BuildBench: Benchmarking LLM Agents on Compiling Real-World Open-Source Software
Zehua Zhang, Ati Priya Bajaj, Divij Handa, Siyu Liu, Arvind S Raj, Hongkai Chen, Hulin Wang, Yibo Liu, Zion Leonahenahe Basque, Souradip Nath, Vishal Juneja, Nikhil Chapre, Yan Shoshitaishvili, Adam Doupé, Chitta Baral, Ruoyu Wang
TL;DR
The paper tackles the challenge of automatically compiling diverse, real-world OSS by introducing Build-Bench, a statistically representative benchmark with manually labeled ground-truth build instructions and binaries. It proposes OSS-Build-Agent, a strong, model-agnostic agent that combines LLM-assisted retrieval with a two-agent compilation loop to extend build knowledge and iteratively fix compilation errors. Empirical results show that agent-based approaches substantially outperform rule-based baselines, with performance improving further when leveraging stronger LLMs and retrieval strategies, though instability and error resolution remain important challenges. The work offers detailed design analyses and emphasizes the benchmark's value for driving advances in automated software engineering and security workflows.
Abstract
Automatically compiling open-source software (OSS) projects is a vital, labor-intensive, and complex task, which makes it a good challenge for LLM Agents. Existing methods rely on manually curated rules and workflows, which cannot adapt to OSS that requires customized configuration or environment setup. Recent attempts using Large Language Models (LLMs) used selective evaluation on a subset of highly rated OSS, a practice that underestimates the realistic challenges of OSS compilation. In practice, compilation instructions are often absent, dependencies are undocumented, and successful builds may even require patching source files or modifying build scripts. We propose a more challenging and realistic benchmark, BUILD-BENCH, comprising OSS that are more diverse in quality, scale, and characteristics.

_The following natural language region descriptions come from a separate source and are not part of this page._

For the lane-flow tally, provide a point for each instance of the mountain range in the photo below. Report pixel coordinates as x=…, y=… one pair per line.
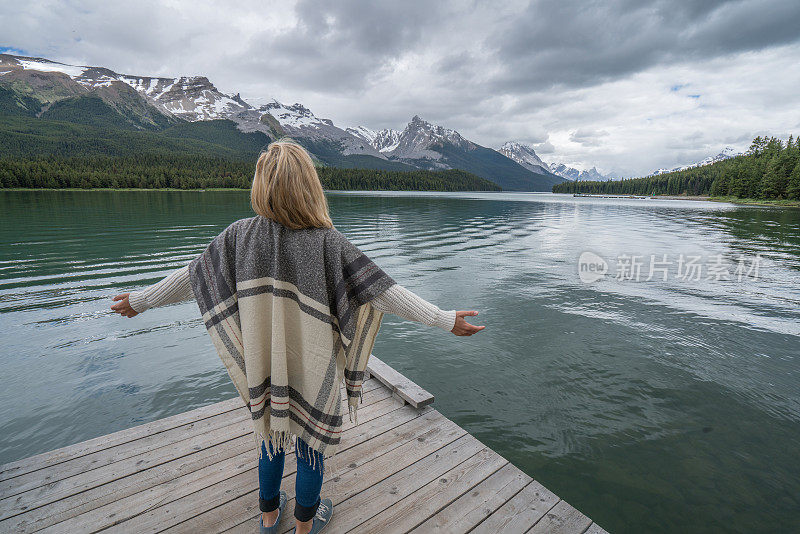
x=727, y=153
x=526, y=156
x=99, y=97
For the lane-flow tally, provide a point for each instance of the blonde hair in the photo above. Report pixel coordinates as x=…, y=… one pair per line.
x=286, y=188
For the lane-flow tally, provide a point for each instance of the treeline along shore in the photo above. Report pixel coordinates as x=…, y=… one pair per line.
x=38, y=153
x=769, y=170
x=159, y=171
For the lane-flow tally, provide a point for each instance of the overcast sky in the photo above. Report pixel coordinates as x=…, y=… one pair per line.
x=625, y=85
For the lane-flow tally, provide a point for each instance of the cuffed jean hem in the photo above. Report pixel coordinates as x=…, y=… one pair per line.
x=305, y=513
x=268, y=505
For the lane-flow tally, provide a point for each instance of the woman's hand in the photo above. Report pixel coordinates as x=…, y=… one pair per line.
x=462, y=327
x=124, y=307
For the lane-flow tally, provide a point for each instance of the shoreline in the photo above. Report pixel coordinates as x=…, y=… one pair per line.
x=782, y=203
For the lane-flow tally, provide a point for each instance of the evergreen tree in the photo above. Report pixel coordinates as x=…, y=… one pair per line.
x=793, y=187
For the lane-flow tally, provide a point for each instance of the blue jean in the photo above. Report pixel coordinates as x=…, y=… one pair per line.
x=308, y=481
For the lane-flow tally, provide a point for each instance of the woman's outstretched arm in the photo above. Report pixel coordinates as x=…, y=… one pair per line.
x=176, y=287
x=401, y=302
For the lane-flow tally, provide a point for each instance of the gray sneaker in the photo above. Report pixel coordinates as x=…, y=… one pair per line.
x=322, y=518
x=274, y=528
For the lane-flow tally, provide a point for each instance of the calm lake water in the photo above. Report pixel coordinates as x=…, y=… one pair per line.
x=652, y=406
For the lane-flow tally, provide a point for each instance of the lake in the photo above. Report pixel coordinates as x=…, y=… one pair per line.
x=650, y=404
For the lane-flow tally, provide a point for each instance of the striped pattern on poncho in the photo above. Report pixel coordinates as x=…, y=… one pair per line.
x=289, y=315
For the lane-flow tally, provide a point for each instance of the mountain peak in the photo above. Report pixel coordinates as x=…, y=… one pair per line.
x=525, y=155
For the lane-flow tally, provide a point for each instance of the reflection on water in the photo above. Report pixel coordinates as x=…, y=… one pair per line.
x=668, y=406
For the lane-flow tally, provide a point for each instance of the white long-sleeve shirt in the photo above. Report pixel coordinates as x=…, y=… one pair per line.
x=398, y=300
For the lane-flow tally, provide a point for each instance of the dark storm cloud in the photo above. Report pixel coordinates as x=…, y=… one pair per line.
x=616, y=84
x=578, y=43
x=341, y=45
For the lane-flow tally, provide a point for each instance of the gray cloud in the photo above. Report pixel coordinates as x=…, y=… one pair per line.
x=568, y=43
x=607, y=83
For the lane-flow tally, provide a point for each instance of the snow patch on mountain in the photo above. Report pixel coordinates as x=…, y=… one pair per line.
x=362, y=132
x=571, y=173
x=525, y=155
x=45, y=65
x=726, y=153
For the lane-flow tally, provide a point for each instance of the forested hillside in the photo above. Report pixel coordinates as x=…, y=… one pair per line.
x=769, y=170
x=35, y=152
x=152, y=171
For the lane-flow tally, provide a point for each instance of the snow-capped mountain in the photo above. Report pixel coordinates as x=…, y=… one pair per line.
x=727, y=153
x=571, y=173
x=415, y=142
x=190, y=98
x=525, y=155
x=38, y=85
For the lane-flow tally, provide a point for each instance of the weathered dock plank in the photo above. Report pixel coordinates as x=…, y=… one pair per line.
x=404, y=468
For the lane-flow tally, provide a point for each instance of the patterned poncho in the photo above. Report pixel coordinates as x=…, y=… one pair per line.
x=289, y=314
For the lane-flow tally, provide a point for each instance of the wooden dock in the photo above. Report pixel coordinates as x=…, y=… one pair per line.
x=404, y=468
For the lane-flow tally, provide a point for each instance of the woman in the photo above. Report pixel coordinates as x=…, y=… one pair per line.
x=293, y=308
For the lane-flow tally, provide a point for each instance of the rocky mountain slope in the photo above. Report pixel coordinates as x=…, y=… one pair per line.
x=526, y=156
x=727, y=152
x=97, y=96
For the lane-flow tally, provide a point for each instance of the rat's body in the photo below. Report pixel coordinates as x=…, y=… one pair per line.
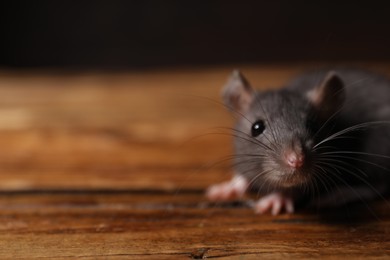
x=323, y=139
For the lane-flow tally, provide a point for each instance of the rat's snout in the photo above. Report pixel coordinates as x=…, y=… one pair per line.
x=294, y=156
x=294, y=159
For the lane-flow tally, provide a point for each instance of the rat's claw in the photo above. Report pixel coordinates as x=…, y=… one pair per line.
x=274, y=203
x=233, y=189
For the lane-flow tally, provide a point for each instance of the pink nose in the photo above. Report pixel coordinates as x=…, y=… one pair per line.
x=294, y=160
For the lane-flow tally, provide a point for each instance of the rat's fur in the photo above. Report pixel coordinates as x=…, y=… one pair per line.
x=338, y=121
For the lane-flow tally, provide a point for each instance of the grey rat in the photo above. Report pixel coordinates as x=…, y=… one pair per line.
x=323, y=139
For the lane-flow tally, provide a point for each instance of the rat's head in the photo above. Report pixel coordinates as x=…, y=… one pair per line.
x=277, y=130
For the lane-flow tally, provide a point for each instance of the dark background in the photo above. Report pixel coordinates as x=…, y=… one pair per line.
x=153, y=33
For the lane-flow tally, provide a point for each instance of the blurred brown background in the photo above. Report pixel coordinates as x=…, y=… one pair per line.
x=151, y=33
x=111, y=127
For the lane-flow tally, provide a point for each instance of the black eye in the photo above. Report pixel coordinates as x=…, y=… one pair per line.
x=258, y=128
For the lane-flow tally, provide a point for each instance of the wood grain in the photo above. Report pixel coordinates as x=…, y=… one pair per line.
x=115, y=166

Furthermore, we propose a strong baseline LLM-based agent, OSS-BUILD-AGENT, an effective system with enhanced build instruction retrieval module that achieves state-of-the-art performance on BUILD-BENCH and is adaptable to heterogeneous OSS characteristics. We also provide detailed analysis regarding different compilation method design choices and their influence to the whole task, offering insights to guide future advances. We believe performance on BUILD-BENCH can faithfully reflect an agent's ability to tackle compilation as a complex software engineering tasks, and, as such, our benchmark will spur innovation with a significant impact on downstream applications in the fields of software development and software security.